## Columbia Theory Seminar, Fall 2009

For Fall 2009, the usual time for the meetings will be Fridays at 12:00-1:00pm in the CS conference room, CSB 453. Abstracts for talks are given below the talk schedule.

• Wednesday, September 16, 3pm, CS ConferenceRoom: Mariana Raykova: Efficient Robust Private Set Intersection (Abstract)

• Thursday, September 24, 2:30pm, CS ConferenceRoom: Jon Feldman: Online Stochastic Matching: Beating 1-1/e (Abstract)

• Friday, October 9, 12:00pm, CS ConferenceRoom: Ragesh Jaiswal: Streaming k-means Approximation (Abstract)

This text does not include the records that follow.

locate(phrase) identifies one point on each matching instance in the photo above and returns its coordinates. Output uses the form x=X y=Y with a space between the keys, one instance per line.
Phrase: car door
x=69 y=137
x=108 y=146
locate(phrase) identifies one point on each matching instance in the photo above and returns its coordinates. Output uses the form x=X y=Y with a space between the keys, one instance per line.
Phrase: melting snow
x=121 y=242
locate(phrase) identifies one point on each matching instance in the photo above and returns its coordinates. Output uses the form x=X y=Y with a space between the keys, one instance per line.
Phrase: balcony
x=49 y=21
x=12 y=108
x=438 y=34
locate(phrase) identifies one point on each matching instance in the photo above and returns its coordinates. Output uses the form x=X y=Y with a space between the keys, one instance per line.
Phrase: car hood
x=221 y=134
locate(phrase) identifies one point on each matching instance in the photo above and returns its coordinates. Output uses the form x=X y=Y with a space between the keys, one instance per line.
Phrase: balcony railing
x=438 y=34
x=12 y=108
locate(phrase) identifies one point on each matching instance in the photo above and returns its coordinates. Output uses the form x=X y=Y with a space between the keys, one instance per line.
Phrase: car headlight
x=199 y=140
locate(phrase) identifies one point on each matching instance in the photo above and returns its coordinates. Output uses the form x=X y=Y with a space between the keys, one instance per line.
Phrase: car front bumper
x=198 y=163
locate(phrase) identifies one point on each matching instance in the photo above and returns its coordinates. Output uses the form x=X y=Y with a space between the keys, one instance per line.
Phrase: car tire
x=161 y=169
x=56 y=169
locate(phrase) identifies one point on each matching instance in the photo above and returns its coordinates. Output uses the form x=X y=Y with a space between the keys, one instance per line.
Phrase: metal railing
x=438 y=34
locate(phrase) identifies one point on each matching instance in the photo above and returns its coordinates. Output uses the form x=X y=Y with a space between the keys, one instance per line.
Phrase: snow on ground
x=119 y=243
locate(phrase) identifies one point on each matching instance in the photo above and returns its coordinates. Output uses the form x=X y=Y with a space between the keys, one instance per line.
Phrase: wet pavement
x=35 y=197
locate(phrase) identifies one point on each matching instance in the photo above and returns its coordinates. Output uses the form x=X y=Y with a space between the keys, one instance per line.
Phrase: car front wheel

• Friday, October 23, 12:00pm, CS ConferenceRoom: Ariel Gabizon: Simple Affine Extractors using Dimension Expansion (Abstract)

• Thursday, November 5, 2:30pm, Open Meeting Area (note unusual time and place): Li-Yang Tan: Average sensitivity and noise sensitivity of polynomial threshold functions. (Abstract)

• Friday, November 13: NY Colloquum on Algorithms and Complexity, CUNY graduate center (link)

• Friday, November 20, 12:00pm, CS ConferenceRoom: Seung Geol Choi: Secure Multi-party Computation Minimizing Online Rounds (Abstract)

• Friday, December 4, Security and Privacy Day at NYU Poly (link)

• Thursday, December 10, 2:30pm (note unusual time), CS ConferenceRoom: Andrew Wan: Hard instances for satsifiability and quasi-one-way functions (Abstract)

• Friday, December 11, Theory Day at CUNY (link)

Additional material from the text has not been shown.